From the FDA Drug Label

The efficacy of AUSTEDO in the treatment for tardive dyskinesia was established in two 12‑week, randomized, double-blind, placebo-controlled, multi-center trials conducted in 335 adult ambulatory patients with tardive dyskinesia caused by use of dopamine receptor antagonists The Abnormal Involuntary Movement Scale (AIMS) was the primary efficacy measure for the assessment of tardive dyskinesia severity In Study 1, the AIMS total score for patients receiving AUSTEDO demonstrated statistically significant improvement, from baseline to Week 12, of 3.3 and 3.2 units for the 36 mg and 24 mg arms, respectively, compared with 1. 4 units in placebo A randomized, double-blind, placebo-controlled trial of INGREZZA was conducted in patients with moderate to severe tardive dyskinesia as determined by clinical observation.
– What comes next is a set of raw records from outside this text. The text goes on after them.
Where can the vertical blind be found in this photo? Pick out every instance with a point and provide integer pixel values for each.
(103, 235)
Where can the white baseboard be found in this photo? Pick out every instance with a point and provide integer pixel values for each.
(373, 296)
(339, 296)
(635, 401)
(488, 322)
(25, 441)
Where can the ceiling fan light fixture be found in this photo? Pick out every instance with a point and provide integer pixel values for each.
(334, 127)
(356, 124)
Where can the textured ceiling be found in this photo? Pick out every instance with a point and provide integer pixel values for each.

The change from baseline in the AIMS total dyskinesia score in the 80 mg INGREZZA group was statistically significantly different from the change in the placebo group.
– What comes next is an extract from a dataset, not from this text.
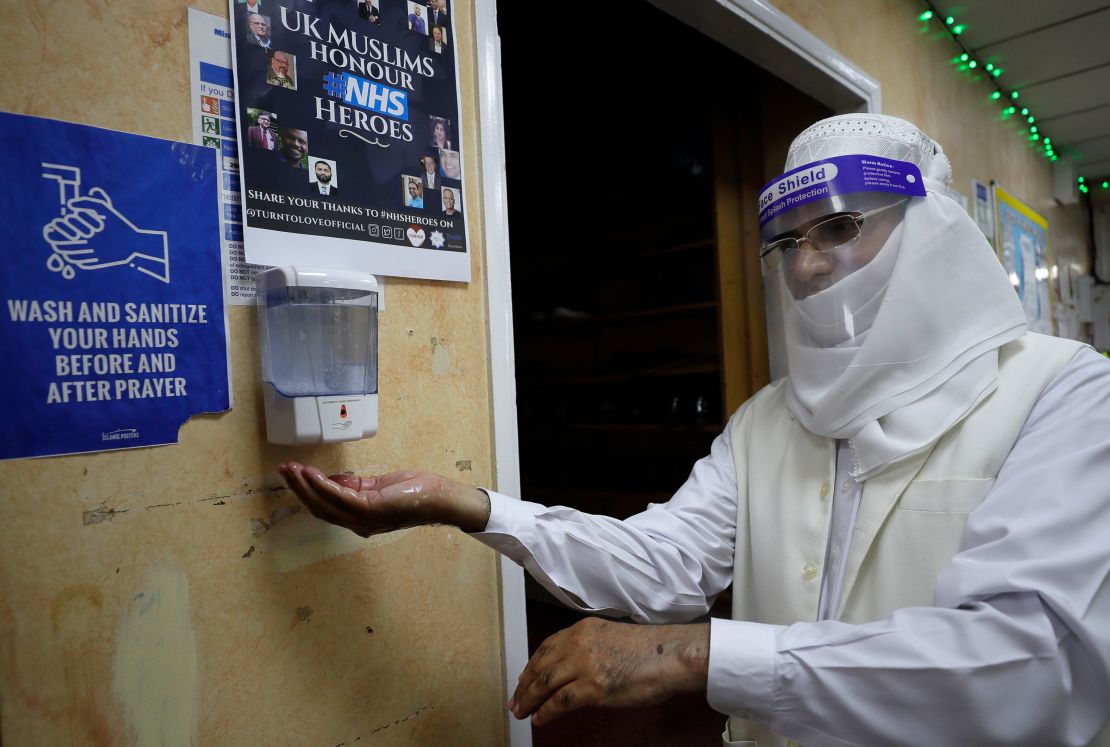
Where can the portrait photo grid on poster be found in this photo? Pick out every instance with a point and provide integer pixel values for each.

Treatment options for tardive dyskinesia include:

• Deutetrabenazine (AUSTEDO):
  • Doses of 24 mg and 36 mg per day demonstrated statistically significant improvement in AIMS total score compared to placebo 2
  • Treatment duration included a 4-week dose escalation period and an 8-week maintenance period followed by a 1-week washout
• Valbenazine (INGREZZA):
  • A dose of 80 mg per day demonstrated statistically significant improvement in AIMS total dyskinesia score compared to placebo 3
  • Treatment duration included a 6-week dose titration period and a 6-week maintenance period followed by a 4-week period off-drug

From the Research

Treatment Options for Tardive Dyskinesia

Tardive dyskinesia is a movement disorder characterized by irregular, stereotyped, and choreiform movements associated with the use of antipsychotic medication. The primary goal is to prevent tardive dyskinesia by following best practices for prescribing antipsychotic medication, including limiting prescription to specific indications, using the minimum effective dose, and minimizing the duration of therapy 4.

First-Line Management

The first-line management of tardive dyskinesia is the withdrawal of antipsychotic medication if clinically feasible. However, for many patients with serious mental illness, discontinuation of antipsychotics is not possible due to disease relapse 4.
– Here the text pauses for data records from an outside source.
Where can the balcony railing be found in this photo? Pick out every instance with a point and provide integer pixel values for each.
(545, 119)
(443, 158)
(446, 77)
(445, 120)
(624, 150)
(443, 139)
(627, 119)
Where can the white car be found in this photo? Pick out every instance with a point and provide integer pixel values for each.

Alternative Treatment Options

Some alternative treatment options include:

• Switching from a first-generation to a second-generation antipsychotic with a lower D2 affinity, such as clozapine or quetiapine, which may be effective in reducing tardive dyskinesia symptoms 4.
• Using vesicular monoamine transporter 2 (VMAT2) inhibitors, such as valbenazine and deutetrabenazine, which have demonstrated efficacy in several class 1 studies 5, 6, 7, 8.
• Valbenazine and deutetrabenazine offer a unique mechanism of action and have been approved by the FDA for the treatment of tardive dyskinesia 5, 6, 7, 8.

Key Considerations

When using VMAT2 inhibitors, key considerations include:

• Dosing and administration: valbenazine is administered once daily, while deutetrabenazine is administered twice daily 8.
• Titration requirements: deutetrabenazine requires dose titration to efficacy/tolerability, while valbenazine is titrated to a target dose of 80 mg/day 8.
• Drug-drug interactions: both valbenazine and deutetrabenazine have potential interactions with other medications, including CYP2D6 and CYP3A4 modulators 8.
• Adverse event profile: both valbenazine and deutetrabenazine have similar adverse event profiles, but with some minor differences 8.